11 January 2013

Film: Killing Them Softly (2012)

Thoughts: Personal favourite Andrew Dominik turns in yet another stellar bit of character drama with Killing Them Softly. While the film is made up mostly of various people having lengthy conversations, when you have the likes of Brad Pitt, Richard Jenkins, James Gandolfini, Ray Liotta and Ben Mendelsohn working the lense, you know you're in for a good bit of acting and line reading. Of course, it helps having someone with an eye such as Dominik, so the film's rather fatalistic and nihilistic tone doesn't go down too painfully. At least not nearly as painfully for the viewer as it is for the ill-fated characters.

From imdb:
"Jackie Cogan is an enforcer hired to restore order after three dumb guys rob a Mob protected card game, causing the local criminal economy to collapse."

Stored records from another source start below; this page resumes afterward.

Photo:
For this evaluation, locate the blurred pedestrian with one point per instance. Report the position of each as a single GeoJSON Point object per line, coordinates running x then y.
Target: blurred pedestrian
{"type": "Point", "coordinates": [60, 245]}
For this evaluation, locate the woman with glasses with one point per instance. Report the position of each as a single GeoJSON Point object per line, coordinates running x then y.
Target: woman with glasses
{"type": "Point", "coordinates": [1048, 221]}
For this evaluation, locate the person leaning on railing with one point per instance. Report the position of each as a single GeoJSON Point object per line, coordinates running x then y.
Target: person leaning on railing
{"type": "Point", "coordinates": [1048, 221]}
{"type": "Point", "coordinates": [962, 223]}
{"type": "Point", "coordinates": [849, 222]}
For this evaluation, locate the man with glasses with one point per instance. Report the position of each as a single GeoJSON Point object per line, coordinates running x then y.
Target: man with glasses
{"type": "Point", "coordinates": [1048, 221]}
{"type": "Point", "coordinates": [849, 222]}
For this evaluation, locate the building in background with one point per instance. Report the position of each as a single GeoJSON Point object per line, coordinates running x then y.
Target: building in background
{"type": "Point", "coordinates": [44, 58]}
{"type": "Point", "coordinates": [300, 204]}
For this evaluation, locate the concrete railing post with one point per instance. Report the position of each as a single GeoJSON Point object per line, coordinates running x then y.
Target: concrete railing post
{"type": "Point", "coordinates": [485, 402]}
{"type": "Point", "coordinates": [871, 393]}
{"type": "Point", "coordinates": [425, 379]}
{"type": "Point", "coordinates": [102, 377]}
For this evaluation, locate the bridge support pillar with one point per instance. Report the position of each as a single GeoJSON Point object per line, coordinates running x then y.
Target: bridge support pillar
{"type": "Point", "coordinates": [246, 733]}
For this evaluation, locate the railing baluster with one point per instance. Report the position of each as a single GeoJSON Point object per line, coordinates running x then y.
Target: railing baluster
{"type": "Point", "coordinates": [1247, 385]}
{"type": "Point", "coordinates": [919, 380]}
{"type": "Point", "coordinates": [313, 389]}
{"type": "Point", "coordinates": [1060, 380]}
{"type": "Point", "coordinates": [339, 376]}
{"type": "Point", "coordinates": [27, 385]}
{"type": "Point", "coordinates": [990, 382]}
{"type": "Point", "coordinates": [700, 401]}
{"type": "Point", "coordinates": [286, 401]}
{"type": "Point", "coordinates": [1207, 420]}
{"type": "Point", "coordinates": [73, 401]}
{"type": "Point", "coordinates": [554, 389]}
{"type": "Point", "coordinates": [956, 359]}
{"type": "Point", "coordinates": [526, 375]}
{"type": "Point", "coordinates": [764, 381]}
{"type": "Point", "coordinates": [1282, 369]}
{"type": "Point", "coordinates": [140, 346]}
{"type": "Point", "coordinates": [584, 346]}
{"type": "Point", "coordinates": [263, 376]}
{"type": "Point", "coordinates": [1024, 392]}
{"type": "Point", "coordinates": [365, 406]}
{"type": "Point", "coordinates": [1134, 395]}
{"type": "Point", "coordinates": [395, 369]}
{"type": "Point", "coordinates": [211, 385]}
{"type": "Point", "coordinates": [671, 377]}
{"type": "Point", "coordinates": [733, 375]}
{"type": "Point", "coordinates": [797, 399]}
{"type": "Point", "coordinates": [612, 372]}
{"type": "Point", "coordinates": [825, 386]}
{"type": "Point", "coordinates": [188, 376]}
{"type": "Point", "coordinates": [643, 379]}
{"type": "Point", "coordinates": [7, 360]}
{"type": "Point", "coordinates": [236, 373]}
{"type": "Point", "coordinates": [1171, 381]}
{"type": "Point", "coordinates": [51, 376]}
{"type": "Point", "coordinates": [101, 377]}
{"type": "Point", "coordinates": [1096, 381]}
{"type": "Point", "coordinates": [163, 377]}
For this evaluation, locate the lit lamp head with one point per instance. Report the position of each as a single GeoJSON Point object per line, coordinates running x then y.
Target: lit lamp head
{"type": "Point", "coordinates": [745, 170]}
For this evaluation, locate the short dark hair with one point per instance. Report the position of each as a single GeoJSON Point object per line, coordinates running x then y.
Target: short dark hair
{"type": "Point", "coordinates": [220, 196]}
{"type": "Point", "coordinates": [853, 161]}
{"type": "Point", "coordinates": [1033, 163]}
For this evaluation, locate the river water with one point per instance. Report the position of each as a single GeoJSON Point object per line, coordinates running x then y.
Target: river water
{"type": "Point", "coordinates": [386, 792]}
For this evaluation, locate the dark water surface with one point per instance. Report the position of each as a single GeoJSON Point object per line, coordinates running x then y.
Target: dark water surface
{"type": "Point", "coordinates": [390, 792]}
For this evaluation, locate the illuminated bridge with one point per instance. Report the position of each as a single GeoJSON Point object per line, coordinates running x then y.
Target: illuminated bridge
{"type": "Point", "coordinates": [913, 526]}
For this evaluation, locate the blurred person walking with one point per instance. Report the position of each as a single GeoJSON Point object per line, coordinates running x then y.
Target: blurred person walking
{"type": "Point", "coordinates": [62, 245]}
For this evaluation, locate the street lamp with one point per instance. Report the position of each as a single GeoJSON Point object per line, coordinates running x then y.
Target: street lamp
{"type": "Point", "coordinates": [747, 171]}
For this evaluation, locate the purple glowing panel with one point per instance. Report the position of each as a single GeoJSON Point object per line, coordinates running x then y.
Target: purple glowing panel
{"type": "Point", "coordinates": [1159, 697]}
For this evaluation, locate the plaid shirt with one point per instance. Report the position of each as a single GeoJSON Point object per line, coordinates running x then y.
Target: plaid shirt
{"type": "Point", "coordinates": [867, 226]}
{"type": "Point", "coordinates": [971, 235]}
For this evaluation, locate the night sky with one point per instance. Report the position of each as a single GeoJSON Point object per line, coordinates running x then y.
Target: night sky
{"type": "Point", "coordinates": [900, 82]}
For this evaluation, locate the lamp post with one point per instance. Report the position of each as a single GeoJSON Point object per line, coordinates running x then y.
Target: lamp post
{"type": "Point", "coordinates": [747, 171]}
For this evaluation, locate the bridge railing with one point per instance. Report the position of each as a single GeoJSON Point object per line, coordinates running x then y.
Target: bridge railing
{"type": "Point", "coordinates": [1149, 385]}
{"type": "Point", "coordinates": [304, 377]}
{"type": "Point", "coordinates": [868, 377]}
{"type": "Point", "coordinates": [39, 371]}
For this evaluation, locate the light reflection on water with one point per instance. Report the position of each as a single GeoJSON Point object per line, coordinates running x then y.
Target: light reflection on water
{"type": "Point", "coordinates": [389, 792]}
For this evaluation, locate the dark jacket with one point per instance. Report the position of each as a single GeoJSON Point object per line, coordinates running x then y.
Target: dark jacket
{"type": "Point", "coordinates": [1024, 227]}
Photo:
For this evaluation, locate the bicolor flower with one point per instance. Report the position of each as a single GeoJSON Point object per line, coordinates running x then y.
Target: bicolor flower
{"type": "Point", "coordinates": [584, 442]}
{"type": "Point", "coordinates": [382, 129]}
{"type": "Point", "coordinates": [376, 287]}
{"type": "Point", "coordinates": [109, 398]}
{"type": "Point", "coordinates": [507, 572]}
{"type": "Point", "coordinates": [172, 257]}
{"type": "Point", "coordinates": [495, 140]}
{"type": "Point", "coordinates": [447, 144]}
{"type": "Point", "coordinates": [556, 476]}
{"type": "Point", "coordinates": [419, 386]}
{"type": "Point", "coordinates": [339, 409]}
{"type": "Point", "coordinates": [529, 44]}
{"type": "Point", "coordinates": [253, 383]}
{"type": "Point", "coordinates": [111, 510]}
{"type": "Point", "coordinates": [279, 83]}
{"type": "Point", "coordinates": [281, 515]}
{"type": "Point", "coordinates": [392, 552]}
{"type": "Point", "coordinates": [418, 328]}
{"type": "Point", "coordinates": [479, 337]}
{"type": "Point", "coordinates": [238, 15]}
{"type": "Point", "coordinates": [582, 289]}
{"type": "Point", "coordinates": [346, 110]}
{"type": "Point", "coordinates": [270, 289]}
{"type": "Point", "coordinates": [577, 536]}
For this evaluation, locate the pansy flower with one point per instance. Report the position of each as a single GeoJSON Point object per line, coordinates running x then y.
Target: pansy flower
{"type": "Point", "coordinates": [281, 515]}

Brad Pitt is on top form, as is Mendelsohn. But personally, I'd like to give props to the recognizable-by-face Scoot McNairy, who plays his fairly-intelligent character with the kind of subservient grace that most take for granted. His is one that hasn't grand ideas, but simple means to ends, and knows what his limits are, and where to go, and who to see. Unfortunately he falls into the trap that most of us who prefer the background usually fall into- that of thinking the best of those around us, particularly those with the biggest mouths and occasional kind words of friendship. His trust is his weakness, and his downfall is painful yet inexorable to watch.

The film itself is very much a mirror to the US and their financial woes over the last decade, and how America is less of a country, and more of a business, as summed up well by Pitt in the film's closing moments. The film is as dry as they come, and Pitt embodies that one-track nature of most true capitalists. Business is business, as they say, and in even the trade of crime the hits are felt. Or at least, they "appear" to be. One only need to cry "recession" and apparently all problems are overlooked in the "he means well" sense of the word.

If you aren't a fan of conversation, then this is not the crime caper film for you. If however you like expert direction and fantastic actors going the whole way with some modicum of quiet professionalism, get into this. It's only 97mins too.